= Richard Lefebvre des Noëttes =

Richard Lefebvre des Noëttes (1856–1936) was a French military officer and early historian of technology.

After his early retirement from the French army in 1901, Lefebvre devoted his time to technological studies, then quite a new field, becoming a main proponent of the negative impact of slavery on technological progress in classical antiquity. Although dissenting voices emerged as early as the 1930s, his primitivist views of ancient traction technology met with considerable success in the 1950s and 1960s when authorities like the medievalist Lynn White and the sinologist Joseph Needham, but also many classicists, relied rather uncritically on his research.

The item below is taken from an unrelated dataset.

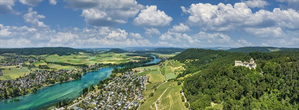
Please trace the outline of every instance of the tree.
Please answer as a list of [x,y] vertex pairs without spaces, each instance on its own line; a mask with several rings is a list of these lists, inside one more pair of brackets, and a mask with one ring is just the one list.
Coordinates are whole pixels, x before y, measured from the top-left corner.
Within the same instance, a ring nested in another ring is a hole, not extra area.
[[151,92],[151,93],[150,94],[150,95],[149,95],[149,96],[150,96],[150,97],[152,97],[152,96],[154,96],[154,93],[153,93],[153,92]]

Based on a thorough reexamination of the pictorial evidence, much of it not available in Lefebvre's time, as well as experimental archaeology, modern scholars like Georges Raepsaet have refuted Lefebvre's findings, particularly his glaring underestimation of the capacities of ancient horse-drawn ploughs and carriages. His depreciation of the classical quarter-rudder in favour of the medieval stern-mounted rudder has also given way to a more balanced interpretation which argues that the two systems rather differed in the kinds of advantages they offered. Much unlike Lefebvre, recent scholarship has generally come to stress, within the productive limits characteristic of all pre-modern agricultural societies, the innovative character of Greek and Roman technology.